Department of Radiology, Mayo Clinic, Rochester, MN, 55905, USA.
Biomedical Engineering and Physiology Graduate Program, Mayo Graduate School, Rochester, MN, 55905, USA.
Med Phys. 2017 May;44(5):1610-1623. doi: 10.1002/mp.12174. Epub 2017 Apr 12.
To develop and evaluate an image-domain noise reduction method for multi-energy CT (MECT) data.
Multi-Energy Non-Local Means (MENLM) is a technique that uses the redundant information in MECT images to achieve noise reduction. In this method, spatio-spectral features are used to determine the similarity between pixels, making the similarity evaluation more robust to image noise. The performance of this MENLM filter was tested on images acquired on a whole-body research photon counting CT system. The impact of filtering on image quality was quantitatively evaluated in phantom studies in terms of image noise level (standard deviation of pixel values), noise power spectrum (NPS), in-plane and cross-plane spatial resolution, CT number accuracy, material decomposition performance, and subjective low-contrast spatial resolution using the American College of Radiology (ACR) CT accreditation phantom. Clinical feasibility was assessed by performing MENLM on contrast-enhanced swine images and unenhanced cadaver head images using clinically relevant doses and dose rates.

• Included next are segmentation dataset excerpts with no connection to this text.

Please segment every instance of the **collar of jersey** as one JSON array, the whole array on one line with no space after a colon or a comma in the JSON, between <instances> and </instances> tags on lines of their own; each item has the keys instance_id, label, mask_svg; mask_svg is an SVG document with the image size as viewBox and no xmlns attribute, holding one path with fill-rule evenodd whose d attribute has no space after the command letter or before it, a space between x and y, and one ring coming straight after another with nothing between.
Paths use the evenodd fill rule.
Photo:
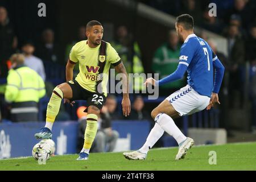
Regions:
<instances>
[{"instance_id":1,"label":"collar of jersey","mask_svg":"<svg viewBox=\"0 0 256 182\"><path fill-rule=\"evenodd\" d=\"M188 39L189 39L191 38L193 38L195 36L196 36L196 34L189 34L187 37L186 40L185 40L185 41L184 42L184 43L185 43L186 42L187 42L188 41Z\"/></svg>"},{"instance_id":2,"label":"collar of jersey","mask_svg":"<svg viewBox=\"0 0 256 182\"><path fill-rule=\"evenodd\" d=\"M88 44L87 43L87 41L88 41L88 40L86 40L86 46L87 46L87 47L88 47L90 49L92 49L92 50L97 49L101 46L101 43L100 44L98 45L98 46L97 46L96 47L90 47L90 46L89 46Z\"/></svg>"}]
</instances>

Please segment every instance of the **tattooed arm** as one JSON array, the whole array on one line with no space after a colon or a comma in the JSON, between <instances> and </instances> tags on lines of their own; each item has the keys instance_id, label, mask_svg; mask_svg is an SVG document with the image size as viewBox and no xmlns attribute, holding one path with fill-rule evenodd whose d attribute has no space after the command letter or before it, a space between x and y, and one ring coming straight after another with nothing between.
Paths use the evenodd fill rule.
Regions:
<instances>
[{"instance_id":1,"label":"tattooed arm","mask_svg":"<svg viewBox=\"0 0 256 182\"><path fill-rule=\"evenodd\" d=\"M129 83L128 80L128 74L126 69L122 61L115 66L115 71L119 73L122 73L122 82L123 89L123 100L122 101L122 106L123 107L123 114L127 117L129 115L131 111L131 102L129 98Z\"/></svg>"}]
</instances>

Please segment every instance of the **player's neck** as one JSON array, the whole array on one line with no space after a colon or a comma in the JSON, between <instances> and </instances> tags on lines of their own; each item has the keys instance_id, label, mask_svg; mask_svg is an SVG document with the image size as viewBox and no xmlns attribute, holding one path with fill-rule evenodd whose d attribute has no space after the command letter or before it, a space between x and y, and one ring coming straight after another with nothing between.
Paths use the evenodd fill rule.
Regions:
<instances>
[{"instance_id":1,"label":"player's neck","mask_svg":"<svg viewBox=\"0 0 256 182\"><path fill-rule=\"evenodd\" d=\"M194 34L194 32L192 31L187 31L186 32L184 32L184 34L183 35L183 42L185 42L185 40L187 39L187 38L188 38L188 36L189 35L193 34Z\"/></svg>"}]
</instances>

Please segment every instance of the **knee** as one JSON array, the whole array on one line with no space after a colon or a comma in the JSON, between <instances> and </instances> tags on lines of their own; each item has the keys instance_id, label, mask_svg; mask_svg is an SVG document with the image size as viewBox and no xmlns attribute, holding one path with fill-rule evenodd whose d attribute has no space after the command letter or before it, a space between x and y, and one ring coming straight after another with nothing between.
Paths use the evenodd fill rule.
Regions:
<instances>
[{"instance_id":1,"label":"knee","mask_svg":"<svg viewBox=\"0 0 256 182\"><path fill-rule=\"evenodd\" d=\"M157 109L154 109L151 112L151 117L153 118L153 119L155 120L155 117L158 114L159 114L159 111L157 110Z\"/></svg>"},{"instance_id":2,"label":"knee","mask_svg":"<svg viewBox=\"0 0 256 182\"><path fill-rule=\"evenodd\" d=\"M100 109L94 106L89 106L88 109L88 114L94 114L97 115L98 117L100 115Z\"/></svg>"}]
</instances>

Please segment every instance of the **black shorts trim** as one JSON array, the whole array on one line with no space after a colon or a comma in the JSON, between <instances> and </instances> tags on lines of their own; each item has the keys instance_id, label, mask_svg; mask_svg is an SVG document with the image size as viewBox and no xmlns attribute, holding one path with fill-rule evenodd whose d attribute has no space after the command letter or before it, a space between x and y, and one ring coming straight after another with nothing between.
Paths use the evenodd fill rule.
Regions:
<instances>
[{"instance_id":1,"label":"black shorts trim","mask_svg":"<svg viewBox=\"0 0 256 182\"><path fill-rule=\"evenodd\" d=\"M71 101L85 100L86 105L94 106L101 109L106 102L104 94L98 92L92 92L83 88L76 80L69 81L67 82L72 89L72 98Z\"/></svg>"}]
</instances>

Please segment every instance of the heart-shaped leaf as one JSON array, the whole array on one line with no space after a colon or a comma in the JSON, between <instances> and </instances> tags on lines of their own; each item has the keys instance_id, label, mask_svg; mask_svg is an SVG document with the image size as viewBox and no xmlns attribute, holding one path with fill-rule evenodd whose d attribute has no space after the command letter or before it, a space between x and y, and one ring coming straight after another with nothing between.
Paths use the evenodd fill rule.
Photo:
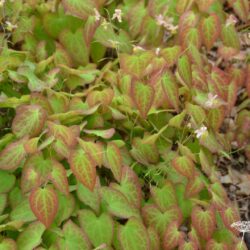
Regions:
<instances>
[{"instance_id":1,"label":"heart-shaped leaf","mask_svg":"<svg viewBox=\"0 0 250 250\"><path fill-rule=\"evenodd\" d=\"M161 188L151 186L150 193L155 204L160 208L162 212L165 212L173 205L177 205L175 189L173 184L169 181L167 181Z\"/></svg>"},{"instance_id":2,"label":"heart-shaped leaf","mask_svg":"<svg viewBox=\"0 0 250 250\"><path fill-rule=\"evenodd\" d=\"M0 169L3 170L15 170L18 168L21 161L26 156L24 149L24 143L27 138L20 139L16 142L10 143L0 153Z\"/></svg>"},{"instance_id":3,"label":"heart-shaped leaf","mask_svg":"<svg viewBox=\"0 0 250 250\"><path fill-rule=\"evenodd\" d=\"M154 88L142 82L135 82L132 85L132 98L141 116L146 118L154 101Z\"/></svg>"},{"instance_id":4,"label":"heart-shaped leaf","mask_svg":"<svg viewBox=\"0 0 250 250\"><path fill-rule=\"evenodd\" d=\"M120 182L122 175L122 156L120 149L115 143L109 142L106 150L108 166L115 179Z\"/></svg>"},{"instance_id":5,"label":"heart-shaped leaf","mask_svg":"<svg viewBox=\"0 0 250 250\"><path fill-rule=\"evenodd\" d=\"M101 197L105 207L112 215L124 219L137 216L135 207L118 190L110 187L102 187Z\"/></svg>"},{"instance_id":6,"label":"heart-shaped leaf","mask_svg":"<svg viewBox=\"0 0 250 250\"><path fill-rule=\"evenodd\" d=\"M18 237L17 246L20 250L34 249L42 241L45 226L41 222L30 224Z\"/></svg>"},{"instance_id":7,"label":"heart-shaped leaf","mask_svg":"<svg viewBox=\"0 0 250 250\"><path fill-rule=\"evenodd\" d=\"M200 207L195 207L193 208L191 218L192 224L199 235L205 240L209 240L216 226L214 208L210 207L202 210Z\"/></svg>"},{"instance_id":8,"label":"heart-shaped leaf","mask_svg":"<svg viewBox=\"0 0 250 250\"><path fill-rule=\"evenodd\" d=\"M70 168L76 178L90 190L96 183L95 161L81 148L71 152L69 157Z\"/></svg>"},{"instance_id":9,"label":"heart-shaped leaf","mask_svg":"<svg viewBox=\"0 0 250 250\"><path fill-rule=\"evenodd\" d=\"M130 218L126 225L120 226L118 230L123 250L150 250L148 232L138 219Z\"/></svg>"},{"instance_id":10,"label":"heart-shaped leaf","mask_svg":"<svg viewBox=\"0 0 250 250\"><path fill-rule=\"evenodd\" d=\"M110 215L102 213L96 217L92 211L87 209L80 210L78 215L79 223L94 247L98 247L103 243L111 246L114 225Z\"/></svg>"},{"instance_id":11,"label":"heart-shaped leaf","mask_svg":"<svg viewBox=\"0 0 250 250\"><path fill-rule=\"evenodd\" d=\"M67 172L64 166L56 160L51 161L52 171L49 174L49 179L54 186L65 195L69 194L69 183Z\"/></svg>"},{"instance_id":12,"label":"heart-shaped leaf","mask_svg":"<svg viewBox=\"0 0 250 250\"><path fill-rule=\"evenodd\" d=\"M58 198L54 189L50 186L33 189L29 200L35 216L48 228L58 209Z\"/></svg>"}]
</instances>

The phantom studies demonstrated that the MENLM filter reduced noise substantially and still preserved the shape and peak frequency of the NPS. With 80% noise reduction, MENLM filtering caused no degradation of high-contrast spatial resolution, as illustrated by the modulation transfer function (MTF) and slice sensitivity profile (SSP). CT number accuracy was also maintained for all energy channels, demonstrating that energy resolution was not affected by filtering. Material decomposition performance was improved with MENLM filtering. The subjective evaluation using the ACR phantom demonstrated an improvement in low-contrast performance. MENLM achieved effective noise reduction in both contrast-enhanced swine images and unenhanced cadaver head images, resulting in improved detection of subtle vascular structures and the differentiation of white/gray matter.
In MECT, MENLM achieved around 80% noise reduction and greatly improved material decomposition performance and the detection of subtle anatomical/low-contrast features while maintaining spatial and energy resolution. MENLM filtering may improve diagnostic or functional analysis accuracy and facilitate radiation dose and contrast media reduction for MECT.
开发和评估一种用于多能 CT(MECT)数据的基于图像域的降噪方法。
多能非局部均值(MENLM)是一种利用 MECT 图像中的冗余信息实现降噪的技术。在该方法中,使用空间-光谱特征来确定像素之间的相似性,从而使相似性评估对图像噪声更稳健。在全身研究光子计数 CT 系统上获取的图像上测试了这种 MENLM 滤波器的性能。在体模研究中,通过图像噪声水平(像素值的标准差)、噪声功率谱(NPS)、平面和平面内空间分辨率、CT 数准确性、材料分解性能以及使用美国放射学院(ACR)CT 认证体模进行的低对比度空间分辨率的主观评估,定量评估了滤波对图像质量的影响。通过使用临床相关剂量和剂量率对对比增强猪图像和未增强尸体头部图像进行 MENLM,评估了临床可行性。
体模研究表明,MENLM 滤波器可大幅降低噪声,同时保持 NPS 的形状和峰值频率。在 80%的噪声降低下,MENLM 滤波不会导致高对比度空间分辨率的退化,如调制传递函数(MTF)和切片灵敏度图(SSP)所示。对于所有能量通道,CT 数准确性也得到了保持,表明滤波不会影响能量分辨率。材料分解性能也随着 MENLM 滤波的使用而得到改善。使用 ACR 体模进行的主观评估表明,低对比度性能得到了提高。MENLM 可在对比增强猪图像和未增强尸体头部图像中实现有效的噪声降低,从而改善对细微血管结构的检测以及白/灰质的区分。
在 MECT 中,MENLM 实现了约 80%的噪声降低,极大地改善了材料分解性能和对细微解剖/低对比度特征的检测,同时保持了空间和能量分辨率。MENLM 滤波可能会提高诊断或功能分析的准确性,并有助于降低 MECT 的辐射剂量和对比剂用量。